Regia di Roy Andersson vedi scheda film
Pose fotografate, fotografie di pose. Altro non è l’ultima gestazione (sembra ci siano voluti dieci anni per concepire questa sua ultima opera) di Roy Andersson. Ma nulla è volto a sminuire questa sua pellicola, anzi. Nel complesso, grazie anche all’intelligenza di comprimere tutto all’interno di una durata che va di poco oltre i sessanta minuti, il film è piacevole.
Andersson sembra voler immortalare la semplicità, oscillando tra la routine giornaliera e l’assurdità di situazioni oltre la normalità, raccontando il tutto attraverso lo stesso metodo: fotografie di quello che verosimilmente potrebbe essere un quotidiano.
La palette di colori utilizzata è sempre la stessa, tra grigi, blu e marroni; laddove la cromia predominante varia a seconda delle situazioni: in circostanze tristi o spiacevoli predomina il blu mentre in quelle comiche o comunque rassicuranti è il beige (o marrone chiaro) a farla da padrone.

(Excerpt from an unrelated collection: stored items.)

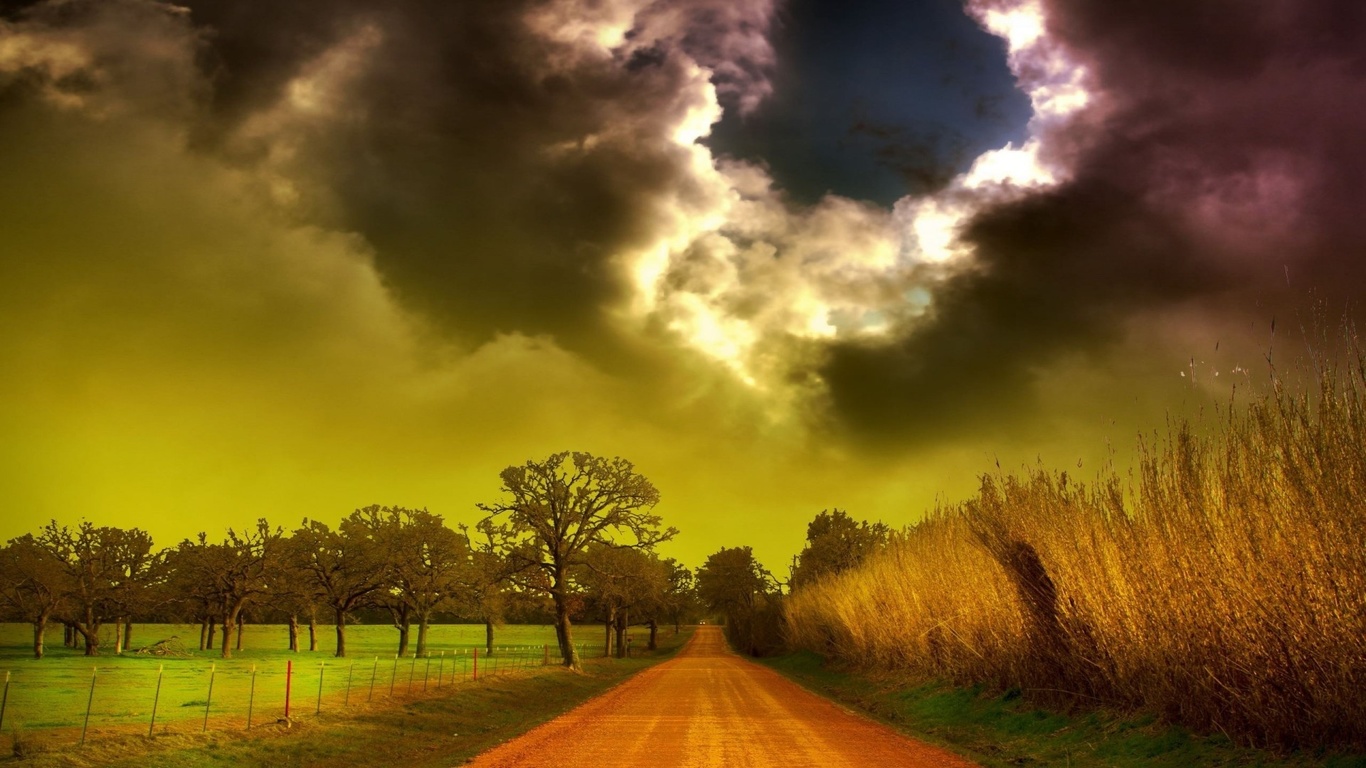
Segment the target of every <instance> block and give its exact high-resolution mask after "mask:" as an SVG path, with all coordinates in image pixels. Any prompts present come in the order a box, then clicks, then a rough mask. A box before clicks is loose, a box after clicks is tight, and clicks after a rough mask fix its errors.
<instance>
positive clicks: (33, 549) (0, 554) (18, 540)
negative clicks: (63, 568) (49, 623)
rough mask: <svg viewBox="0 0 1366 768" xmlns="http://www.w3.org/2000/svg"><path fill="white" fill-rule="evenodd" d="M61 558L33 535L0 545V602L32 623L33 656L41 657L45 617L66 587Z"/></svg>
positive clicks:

Anche l’utilizzo di attori dal volto comune, finiscono per rendere le situazioni, rese complicate da una messa in scena non accessibile o quanto meno piacevole a chiunque, più empatiche con lo spettatore medio che si trova al cospetto di una forma d’arte che è più propria della pittura che del cinema.
Come in una mostra-a-video Roy Andersson, dimostra ancora una volta, di essere più pittore che regista, più fotografo di vita che narratore, anche se la voce fuori campo, risulta essenziale (?) per collegare la visione.
Affascinante l’immagine di apertura, che poi si ripete nel mezzo della proiezione, dei due amanti che sorvolano una qualche città, abbracciati dal blu e dall’amore che sembra, in un certo qual modo, essere il filo conduttore dell’intero film.